Things to note: Agents tend not to take people on who produce stock illustrations as it devalues the illustrator’s style. Agents tend to take people on who already have lots of work coming in or if they think someone is going to be the next big thing. The other reason an agent might take an illustrator on is that they already have an illustrator on their books that gets requested more than they can handle and you have a similar style to them. If an agent can recommend another illustrator on their books so they don’t miss out on a job, they will do. If you do sign up with an agent, make sure you’re happy with the contract you sign with them, as some of them can put you in a very tricky situation if things don’t work out as planned. Cover your bases and ask questions before you put pen to paper and sign away your first born. In the same way you can negotiate terms with a client, you can negotiate a contract with an agent.
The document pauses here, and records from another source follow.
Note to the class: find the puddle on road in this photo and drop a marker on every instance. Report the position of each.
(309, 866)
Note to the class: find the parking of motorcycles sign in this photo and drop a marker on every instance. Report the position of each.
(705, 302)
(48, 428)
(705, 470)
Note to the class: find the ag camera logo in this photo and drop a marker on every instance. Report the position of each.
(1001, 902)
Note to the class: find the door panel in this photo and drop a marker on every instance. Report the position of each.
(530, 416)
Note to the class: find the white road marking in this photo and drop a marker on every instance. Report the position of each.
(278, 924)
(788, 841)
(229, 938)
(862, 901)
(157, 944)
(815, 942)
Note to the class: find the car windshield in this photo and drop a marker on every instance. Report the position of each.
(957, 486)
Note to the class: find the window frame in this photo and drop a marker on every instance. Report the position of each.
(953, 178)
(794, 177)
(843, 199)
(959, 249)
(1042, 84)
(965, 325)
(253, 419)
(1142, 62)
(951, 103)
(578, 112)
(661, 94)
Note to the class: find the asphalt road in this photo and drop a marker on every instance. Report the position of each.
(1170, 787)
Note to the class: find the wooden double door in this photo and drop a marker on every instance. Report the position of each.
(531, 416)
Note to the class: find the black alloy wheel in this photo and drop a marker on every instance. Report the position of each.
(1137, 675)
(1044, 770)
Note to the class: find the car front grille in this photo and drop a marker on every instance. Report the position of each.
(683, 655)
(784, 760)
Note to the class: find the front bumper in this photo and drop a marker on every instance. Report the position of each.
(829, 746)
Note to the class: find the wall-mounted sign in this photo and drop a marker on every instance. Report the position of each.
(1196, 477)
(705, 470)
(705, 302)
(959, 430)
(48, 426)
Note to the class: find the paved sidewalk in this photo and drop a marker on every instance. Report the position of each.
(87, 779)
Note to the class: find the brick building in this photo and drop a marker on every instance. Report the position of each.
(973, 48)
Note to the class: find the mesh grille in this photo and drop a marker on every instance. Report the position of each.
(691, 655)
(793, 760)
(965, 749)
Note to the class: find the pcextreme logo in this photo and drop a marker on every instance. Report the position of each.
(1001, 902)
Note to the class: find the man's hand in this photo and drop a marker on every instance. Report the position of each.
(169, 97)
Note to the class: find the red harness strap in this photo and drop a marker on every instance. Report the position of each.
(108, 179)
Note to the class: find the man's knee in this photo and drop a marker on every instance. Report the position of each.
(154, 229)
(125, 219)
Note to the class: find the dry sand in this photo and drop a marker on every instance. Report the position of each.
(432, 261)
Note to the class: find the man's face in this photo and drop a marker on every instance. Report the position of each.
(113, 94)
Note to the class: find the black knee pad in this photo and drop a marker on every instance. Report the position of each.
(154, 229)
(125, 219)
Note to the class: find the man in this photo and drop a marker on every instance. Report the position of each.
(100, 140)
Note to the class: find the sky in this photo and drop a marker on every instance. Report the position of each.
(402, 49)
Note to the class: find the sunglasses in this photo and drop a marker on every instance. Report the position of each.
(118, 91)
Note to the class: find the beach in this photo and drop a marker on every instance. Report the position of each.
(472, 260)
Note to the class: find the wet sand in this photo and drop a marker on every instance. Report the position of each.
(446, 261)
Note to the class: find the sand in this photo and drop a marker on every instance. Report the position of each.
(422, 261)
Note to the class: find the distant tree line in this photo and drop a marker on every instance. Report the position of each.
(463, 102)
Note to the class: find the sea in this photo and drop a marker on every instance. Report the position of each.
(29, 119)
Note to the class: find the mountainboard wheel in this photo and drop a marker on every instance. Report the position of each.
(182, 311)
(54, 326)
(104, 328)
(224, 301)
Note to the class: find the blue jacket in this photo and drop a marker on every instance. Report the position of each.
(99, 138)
My long term goal is to primarily illustrate and write my own picture books while still illustrating books for other people. I’d also like to manage and grow my own brand. Do agencies help artists develop with these goals in mind?
Agents will only tend to help you develop the aspects of your brand they can control and take a cut of. Generally, helping you to become independent isn’t in their interest as they want people to see the agency as the one fulfilling the client’s brief, not the illustrator. Some agents are really good and will support the illustrator and their growth as much as they can, but the agency still needs to make money and build their own reputation. As far as they’re concerned, illustrators will come and go and it’s the agency that’s important, not the illustrator’s growth. Agents are supposed to work for their illustrators, but in reality a good number of agents will treat their illustrators as if they are employees. A nice balance is when it becomes a partnership between the two. Just remember that in the same way there’s a huge variety of illustrators, agents are just as varied.
Make sure you’re only contacting agents who you think will take you on based on who they already represent, and only contact agents you actually want to be represented by. There’s no need to waste anyone’s time if you’re not a good fit! If you put no thought into your initial contact, they’ll put no thought into their reply (if they even send one).
The best way to get an agent’s attention is to start by making sure your website and portfolio is up to date. Don’t forget about your social pages, either – if an agent is savvy and serious about taking you on, they’ll check everything. Once your side of things is ready, visit the agent’s site, search for their submission criteria and make contact with them. Normally you’ll need to reach out to them; things won’t magically happen and don’t forget they’re probably receiving anything from ten to several hundred submissions from illustrators per day. Most of these submissions will have been done without any research and the illustrators are just getting in contact with every agent they can find. Be patient for a reply and make sure your email is crafted to the recipient and isn’t just a one-size-fits-all message… The less spammy, the better. Lastly, do try to look objectively at what you’re offering from the agent’s point of view. The opinions of family and friends don’t really count when it comes to business, so unless your mum works in the industry and is willing to tell you if your work isn’t a good fit with an agency or that you’re not established enough yet, ignore them and trust your gut.